What you need to get to is a point where /var/snap/lxd/common/lxd/storage-pools/default/snapshots is gone and all its content is transferred into /var/snap/lxd/common/lxd/storage-pools/default/containers-snapshots.

Do you have /var/snap/lxd/common/lxd/disks/default.img?

If so, can you do:

mkdir /tmp/lxd-disk/
mount -o loop /var/snap/lxd/common/lxd/disks/default.img /tmp/lxd-disk/
ls -lh /tmp/lxd-disk/
ls -lh /tmp/lxd-disk/snapshots/*
ls -lh /tmp/lxd-disk/snapshots//
ls -lh /tmp/lxd-disk/containers-snapshots/*
ls -lh /tmp/lxd-disk/containers-snapshots//

SoulSeekkor · June 21, 2019, 4:45pm

You were correct, sorry about that, here is the full line of that log:
Failed to start the daemon: rename /var/snap/lxd/common/lxd/storage-pools/default/snapshots/ss-bit-dev/docker /var/snap/lxd/common/lxd/storage-pools/default/containers-snapshots/ss-bit-dev/docker: file exists

SoulSeekkor · June 25, 2019, 5:19pm

I don’t have this file.

gpatel-fr · June 25, 2019, 6:45pm

yes if you use btrfs partitions it’s logical you don’t have it, since it’s the loop mounted file used to store containers and images in the default configuration.
I think you should use something like
sudo nsenter -t $(pgrep daemon.start) -m – ls -lh /var/snap/lxd/common/lxd/storage-pools/default
and the subdirectories as posted by @stgraber
if you have other storages, do the same with these storages.

edit: I just thought that the preceding commands work only if LXD has started. Oups.

SoulSeekkor · June 26, 2019, 6:05pm

So, even more strangeness.

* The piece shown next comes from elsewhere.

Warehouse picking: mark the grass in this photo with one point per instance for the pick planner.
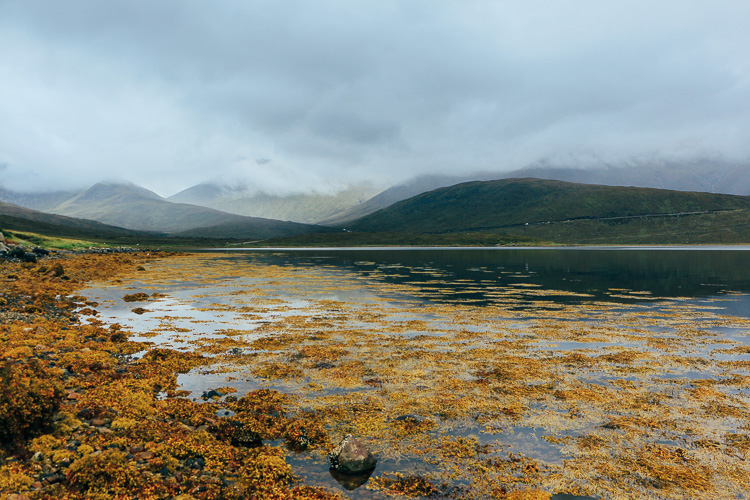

I removed ALL snapshots from my containers, then did a snap refresh lxd and checked that log…no errors so appeared everything was good.

I rebooted, and no containers came up so I checked that log and again just informationals and no errors, everything looks good. I do an lxc list and get a permission error:
Error: Get http://unix.socket/1.0: dial unix /var/snap/lxd/common/lxd/unix.socket: connect: permission denied

I then sudo lxc list (which I shouldn’t have to do) and get a list of all my containers but they are stopped (I have autostart set on them). I proceed to try to start one and the command hangs again like before.

UPDATE: Okay as I was typing this they started coming back up finally and lxc list seems to work normally now, BUT it took an incredibly long time (normally I can reboot and be up and running in 5-10 minutes), this was like 20+ minutes…

As long as I can reboot after everything is up and quiets down and things come up okay I’m going to call this as good for me after I create a container snapshot to test.